58. The first melting tool includes a first PTA torch, and the second melting tool includes a second PTA torch, or The first melting tool includes a laser device, and the second melting tool includes a PTA torch, or The first melting tool includes a PTA torch, and the second melting tool includes a laser device, or The first melting tool includes a laser device, and the second melting tool includes a coaxial powder supply nozzle laser system, or The first melting tool includes a PTA torch, and the second melting tool includes a coaxial powder supply nozzle laser system, or The first melting tool includes a PTA torch, and the second melting tool includes an electron beam device, or The first melting tool includes an electron beam device, and the second melting tool includes a PTA torch, or The first melting tool includes an electron beam device, and the second melting tool includes a laser device, or The method according to claim 57, wherein the first melting tool includes a laser device and the second melting tool includes an electron beam device.

59. The method according to claim 58, wherein, if the second melting tool includes a PTA torch, the PTA torch is electrically connected to a DC power supply such that the electrode of the PTA torch is a consumable electrode, and the metal material is a consumable electrode.

60. The method according to any one of claims 15 to 59, wherein each of the steps of pre-bending the substrate and forming the metal workpiece is carried out in a sealed chamber containing an inert atmosphere.

61. The method according to claim 60, wherein the inert atmosphere includes argon, neon, xenon, krypton, helium, or a combination thereof.

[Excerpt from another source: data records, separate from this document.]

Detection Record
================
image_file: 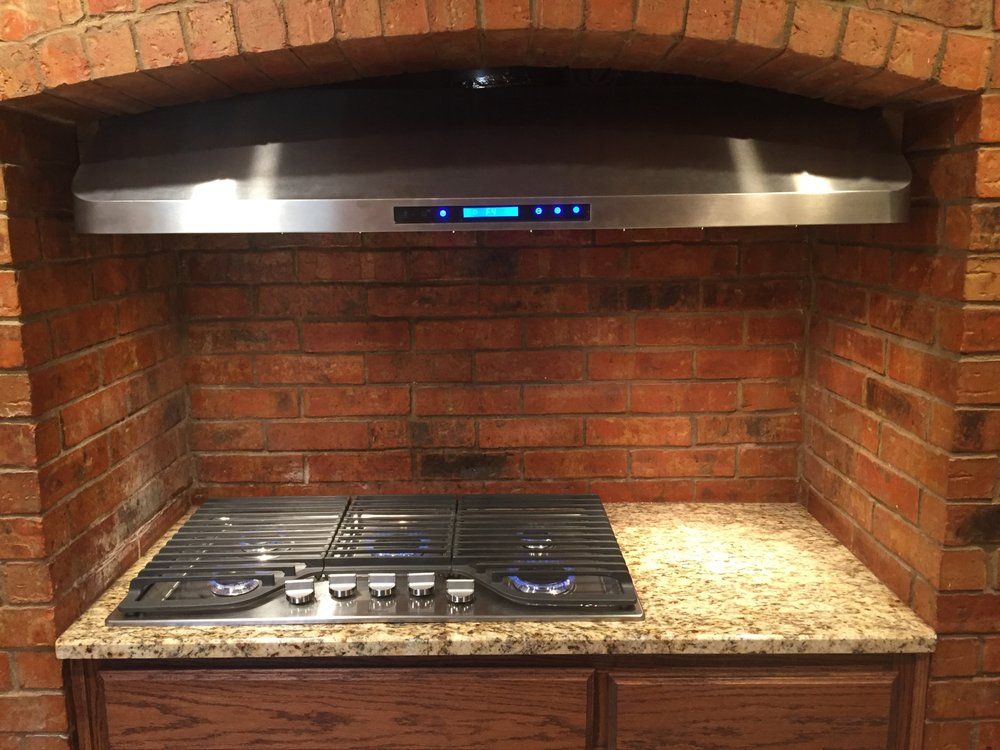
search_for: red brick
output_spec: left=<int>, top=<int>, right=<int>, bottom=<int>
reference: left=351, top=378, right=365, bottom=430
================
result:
left=267, top=422, right=369, bottom=451
left=587, top=417, right=691, bottom=445
left=133, top=13, right=188, bottom=70
left=31, top=353, right=101, bottom=413
left=936, top=594, right=1000, bottom=634
left=888, top=344, right=955, bottom=401
left=475, top=352, right=593, bottom=381
left=0, top=693, right=69, bottom=732
left=631, top=383, right=737, bottom=413
left=632, top=448, right=736, bottom=477
left=416, top=386, right=520, bottom=415
left=740, top=382, right=799, bottom=411
left=479, top=417, right=583, bottom=448
left=255, top=355, right=365, bottom=385
left=303, top=386, right=410, bottom=417
left=84, top=23, right=139, bottom=78
left=695, top=414, right=802, bottom=444
left=524, top=383, right=628, bottom=414
left=15, top=651, right=63, bottom=690
left=524, top=450, right=628, bottom=479
left=60, top=386, right=128, bottom=447
left=191, top=388, right=299, bottom=419
left=854, top=453, right=920, bottom=522
left=198, top=454, right=305, bottom=483
left=587, top=352, right=693, bottom=380
left=695, top=349, right=802, bottom=379
left=738, top=446, right=798, bottom=477
left=0, top=607, right=55, bottom=648
left=233, top=0, right=285, bottom=52
left=183, top=286, right=253, bottom=318
left=366, top=352, right=472, bottom=383
left=584, top=0, right=632, bottom=31
left=307, top=451, right=412, bottom=482
left=635, top=315, right=743, bottom=346
left=413, top=320, right=521, bottom=351
left=37, top=31, right=90, bottom=88
left=695, top=478, right=796, bottom=503
left=190, top=421, right=264, bottom=451
left=524, top=318, right=632, bottom=348
left=185, top=0, right=239, bottom=60
left=302, top=322, right=410, bottom=352
left=49, top=303, right=118, bottom=356
left=938, top=32, right=993, bottom=91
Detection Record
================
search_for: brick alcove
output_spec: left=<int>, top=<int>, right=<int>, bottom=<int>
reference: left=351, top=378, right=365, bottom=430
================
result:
left=0, top=0, right=1000, bottom=750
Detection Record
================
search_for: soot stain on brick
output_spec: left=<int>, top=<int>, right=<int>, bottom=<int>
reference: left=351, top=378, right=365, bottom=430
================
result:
left=956, top=505, right=1000, bottom=544
left=956, top=411, right=986, bottom=450
left=420, top=453, right=507, bottom=479
left=865, top=380, right=911, bottom=419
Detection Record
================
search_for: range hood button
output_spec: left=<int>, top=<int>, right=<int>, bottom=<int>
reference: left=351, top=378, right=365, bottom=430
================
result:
left=327, top=573, right=358, bottom=599
left=445, top=578, right=476, bottom=604
left=368, top=573, right=396, bottom=599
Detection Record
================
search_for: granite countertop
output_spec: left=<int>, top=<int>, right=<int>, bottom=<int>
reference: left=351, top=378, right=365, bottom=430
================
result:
left=56, top=503, right=935, bottom=659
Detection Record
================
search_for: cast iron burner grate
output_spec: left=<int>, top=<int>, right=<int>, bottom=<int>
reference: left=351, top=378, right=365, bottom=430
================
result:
left=109, top=495, right=642, bottom=625
left=326, top=495, right=455, bottom=568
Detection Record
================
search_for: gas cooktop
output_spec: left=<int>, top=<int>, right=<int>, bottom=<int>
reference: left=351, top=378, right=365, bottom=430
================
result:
left=108, top=495, right=642, bottom=626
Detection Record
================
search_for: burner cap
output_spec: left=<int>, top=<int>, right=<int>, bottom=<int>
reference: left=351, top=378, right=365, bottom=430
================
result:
left=507, top=574, right=576, bottom=596
left=208, top=578, right=260, bottom=596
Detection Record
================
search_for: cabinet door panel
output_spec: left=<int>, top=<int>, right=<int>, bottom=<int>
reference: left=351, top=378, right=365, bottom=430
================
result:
left=609, top=670, right=896, bottom=750
left=101, top=669, right=593, bottom=750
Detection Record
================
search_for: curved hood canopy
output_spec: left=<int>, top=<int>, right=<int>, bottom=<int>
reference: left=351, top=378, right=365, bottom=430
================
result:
left=73, top=79, right=911, bottom=234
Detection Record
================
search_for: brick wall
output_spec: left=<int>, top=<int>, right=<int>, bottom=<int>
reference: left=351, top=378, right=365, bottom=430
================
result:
left=181, top=230, right=807, bottom=502
left=802, top=97, right=1000, bottom=750
left=0, top=108, right=191, bottom=750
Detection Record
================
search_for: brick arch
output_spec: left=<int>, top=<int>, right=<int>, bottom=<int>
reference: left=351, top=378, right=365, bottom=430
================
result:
left=0, top=0, right=993, bottom=119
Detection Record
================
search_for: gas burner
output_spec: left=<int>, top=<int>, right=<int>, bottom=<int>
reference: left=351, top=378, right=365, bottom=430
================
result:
left=521, top=531, right=552, bottom=551
left=507, top=574, right=576, bottom=596
left=208, top=578, right=260, bottom=596
left=108, top=495, right=642, bottom=625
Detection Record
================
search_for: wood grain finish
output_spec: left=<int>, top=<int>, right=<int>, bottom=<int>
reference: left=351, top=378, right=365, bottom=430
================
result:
left=607, top=669, right=898, bottom=750
left=100, top=669, right=593, bottom=750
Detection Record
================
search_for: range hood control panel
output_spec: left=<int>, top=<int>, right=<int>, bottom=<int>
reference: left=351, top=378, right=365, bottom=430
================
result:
left=393, top=202, right=590, bottom=224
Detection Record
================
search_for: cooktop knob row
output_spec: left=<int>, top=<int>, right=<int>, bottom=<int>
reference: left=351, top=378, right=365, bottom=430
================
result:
left=406, top=573, right=434, bottom=597
left=368, top=573, right=396, bottom=599
left=326, top=573, right=358, bottom=599
left=285, top=572, right=476, bottom=604
left=445, top=578, right=476, bottom=604
left=285, top=576, right=316, bottom=604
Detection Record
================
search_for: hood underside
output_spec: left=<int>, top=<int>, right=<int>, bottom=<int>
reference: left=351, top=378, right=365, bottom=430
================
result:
left=73, top=79, right=911, bottom=234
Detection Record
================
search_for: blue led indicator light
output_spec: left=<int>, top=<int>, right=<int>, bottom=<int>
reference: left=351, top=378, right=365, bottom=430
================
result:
left=462, top=206, right=521, bottom=219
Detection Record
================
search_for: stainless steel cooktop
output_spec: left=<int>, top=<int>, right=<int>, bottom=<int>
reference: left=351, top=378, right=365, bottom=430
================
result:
left=108, top=495, right=642, bottom=626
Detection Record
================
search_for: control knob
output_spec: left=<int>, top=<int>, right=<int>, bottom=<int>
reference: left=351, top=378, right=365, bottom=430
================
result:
left=445, top=578, right=476, bottom=604
left=368, top=573, right=396, bottom=599
left=406, top=573, right=434, bottom=597
left=326, top=573, right=358, bottom=599
left=285, top=578, right=316, bottom=604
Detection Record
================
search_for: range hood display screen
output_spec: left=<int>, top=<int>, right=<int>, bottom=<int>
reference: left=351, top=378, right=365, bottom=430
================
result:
left=393, top=202, right=590, bottom=224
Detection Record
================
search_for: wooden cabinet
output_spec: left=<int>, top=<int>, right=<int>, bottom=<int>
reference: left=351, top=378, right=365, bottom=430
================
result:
left=94, top=669, right=593, bottom=750
left=608, top=669, right=898, bottom=750
left=70, top=655, right=929, bottom=750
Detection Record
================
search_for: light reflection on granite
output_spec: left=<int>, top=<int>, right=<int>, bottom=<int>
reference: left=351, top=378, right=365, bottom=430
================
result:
left=57, top=503, right=934, bottom=659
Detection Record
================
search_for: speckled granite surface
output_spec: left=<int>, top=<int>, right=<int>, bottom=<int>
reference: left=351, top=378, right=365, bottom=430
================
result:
left=57, top=503, right=934, bottom=659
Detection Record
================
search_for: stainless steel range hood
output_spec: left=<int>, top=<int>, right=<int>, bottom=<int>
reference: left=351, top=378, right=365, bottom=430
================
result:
left=73, top=82, right=911, bottom=234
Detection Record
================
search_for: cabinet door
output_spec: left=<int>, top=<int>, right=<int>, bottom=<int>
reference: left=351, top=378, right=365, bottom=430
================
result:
left=101, top=669, right=593, bottom=750
left=608, top=669, right=897, bottom=750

62. A jig for fixing the spare bent substrate, When the pre-bent substrate is fixed to the jig, the curved clamping mold according to any one of claims 1 to 14 is positioned between the jig and the substrate, A clamp for fixing the aforementioned pre-bent substrate to the jig, One or more melting tools including a DED heat source for melting a metal source and depositing it onto the surface of a base material, A gas jet device is used to direct a cooling gas so that it strikes the solidified material adjacent to the liquid-solid boundary of the molten pool in order to influence the temperature gradient. The cooling gas supply unit, An actuator for positioning and moving the base material relative to the melting tool and the gas jet device A system for directed energy deposition, including the above.